Sortir des sentiers battus
S’engager dans une démarche de développement durable pour une organisation n’est pas une tâche aisée. Les principes impliquent de s’interroger sur les concepts et les connaissances que nous possédons mais aussi et surtout de remettre en cause notre façon de penser. Les paradigmes qui nous entourent et qui déterminent notre mode de penser font que nous sommes conditionnés et parfois ‘prisonniers’ de ce mode.
Une entreprise comme InterfaceFlor, leader mondial dans la conception et la fabrication de tapis innovants et de haute qualité, créée en 1973 par Ray Anderson, incarne pleinement cette capacité à sortir, à s’affranchir des sentiers battus. Pour devenir ‘verte’ et rendre son impact nul sur l’environnement, la firme a dû revoir tout son fonctionnement.

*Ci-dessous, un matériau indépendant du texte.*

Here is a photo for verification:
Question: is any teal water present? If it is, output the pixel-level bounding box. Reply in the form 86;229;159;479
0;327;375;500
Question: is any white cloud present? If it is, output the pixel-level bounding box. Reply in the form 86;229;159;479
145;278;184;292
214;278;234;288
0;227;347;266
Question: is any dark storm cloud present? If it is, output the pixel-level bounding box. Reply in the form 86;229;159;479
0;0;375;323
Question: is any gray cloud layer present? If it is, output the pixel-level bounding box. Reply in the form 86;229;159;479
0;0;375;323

Mais c’est plus particulièrement tout un travail en amont sur les comportements et les façons de penser des dirigeants de l’organisation qui ont permis une telle efficacité en termes de développement durable : l’entreprise est plus performante concernant les aspects environnementaux (recyclage et utilisation optimale des matières) mais également concernant les aspects humains et sociaux (collaboration). Enfin, économiquement, elle est plus rentable qu’auparavant.

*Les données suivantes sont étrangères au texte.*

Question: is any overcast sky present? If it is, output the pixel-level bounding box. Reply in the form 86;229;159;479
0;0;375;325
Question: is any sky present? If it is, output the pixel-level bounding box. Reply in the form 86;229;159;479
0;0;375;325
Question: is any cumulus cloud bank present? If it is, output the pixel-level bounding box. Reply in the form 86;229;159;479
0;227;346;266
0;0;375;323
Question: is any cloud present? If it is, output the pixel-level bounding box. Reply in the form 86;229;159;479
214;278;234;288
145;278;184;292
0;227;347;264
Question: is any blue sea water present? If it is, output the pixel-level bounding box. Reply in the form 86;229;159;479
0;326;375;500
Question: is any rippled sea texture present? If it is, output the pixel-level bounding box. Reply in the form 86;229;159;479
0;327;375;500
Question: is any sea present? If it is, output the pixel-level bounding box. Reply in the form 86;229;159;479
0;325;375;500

Claude Ouimet, vice président et directeur général d’InterfaceFlor pour le Canada et l’Amérique Latine insiste sur la manière dont l’entreprise s’est engagée sur différents fronts (la tête et le cœur) en vue de réduire son impact sur l’environnement.
Le coût de l’inaction
D’abord, la question essentielle qu’il convient de se poser n’est pas le coût que l’engagement dans le DD va engendrer mais le coût de ne pas s’engager et de ne rien faire. Les enjeux sont énormes et il est extrêmement important pour une entreprise de « faire partie de la Solution », c’est-à-dire de la mise en place d’une alternative au système économique actuel. Sa contribution participe à l’amélioration de l’environnement, de la responsabilité envers l’humain et l’économie.

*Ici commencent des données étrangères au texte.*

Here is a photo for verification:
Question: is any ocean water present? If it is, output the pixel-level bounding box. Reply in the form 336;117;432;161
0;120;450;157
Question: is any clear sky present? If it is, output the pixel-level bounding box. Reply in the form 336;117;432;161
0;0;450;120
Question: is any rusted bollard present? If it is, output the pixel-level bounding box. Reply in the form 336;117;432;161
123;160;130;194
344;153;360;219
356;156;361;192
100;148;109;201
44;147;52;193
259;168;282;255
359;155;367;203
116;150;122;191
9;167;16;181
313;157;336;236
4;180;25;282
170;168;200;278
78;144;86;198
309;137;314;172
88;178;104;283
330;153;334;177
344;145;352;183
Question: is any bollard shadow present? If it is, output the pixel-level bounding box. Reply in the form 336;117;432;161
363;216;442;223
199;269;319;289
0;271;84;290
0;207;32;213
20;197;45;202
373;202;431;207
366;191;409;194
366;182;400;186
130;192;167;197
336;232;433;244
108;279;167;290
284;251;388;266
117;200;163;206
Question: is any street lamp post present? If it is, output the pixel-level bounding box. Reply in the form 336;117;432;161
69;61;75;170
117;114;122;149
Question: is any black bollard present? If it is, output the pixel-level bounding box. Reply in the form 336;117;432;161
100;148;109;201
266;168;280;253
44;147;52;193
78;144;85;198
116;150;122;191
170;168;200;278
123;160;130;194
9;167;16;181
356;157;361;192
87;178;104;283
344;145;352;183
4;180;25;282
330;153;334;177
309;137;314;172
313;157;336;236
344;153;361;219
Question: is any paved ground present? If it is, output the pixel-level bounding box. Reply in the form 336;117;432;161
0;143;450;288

Toutefois, il est inutile de « prendre le virage vert » si l’implication et la conviction n’y sont pas. Cette démarche est quelque chose qui doit être sensé, qui relève d’un réel engagement et de convictions profondes et authentiques. Comme C. Ouimet l’explique, le défi n’est pas de changer ce que nous faisons mais la façon dont nous le faisons et comment nous pensons (« what we do » versus «how we think »). C’est ainsi qu’il met en avant la différence entre ce qui est mesurable et quantifiable (la tête) et ce qui relève des émotions, des pensées (le cœur).
Inspiration et cohérence
Le monde de l’entreprise ne doit pas s’opposer à la Nature, il doit se fondre, s’harmoniser avec elle. Cela exige que chacun des membres dans une organisation fasse preuve d’un investissement sincère et authentique, qu’il s’engage émotionnellement, par rapport à ce qu’il ressent, ce qui le touche. Autrement dit, il s’agit d’intervenir avec « purpose ». Il est inutile de faire du DD pour faire du DD, et de se laisser entraîner dans l’éco-blanchiment (« greenwashing »). L’approche doit être cohérente. L’intérêt réside dans l’ « essence », la quintessence de l’organisation. Il faut sortir du superficiel car ce n’est aujourd’hui plus acceptable, ni du point de vue de l’environnement, ni socialement, ni économiquement.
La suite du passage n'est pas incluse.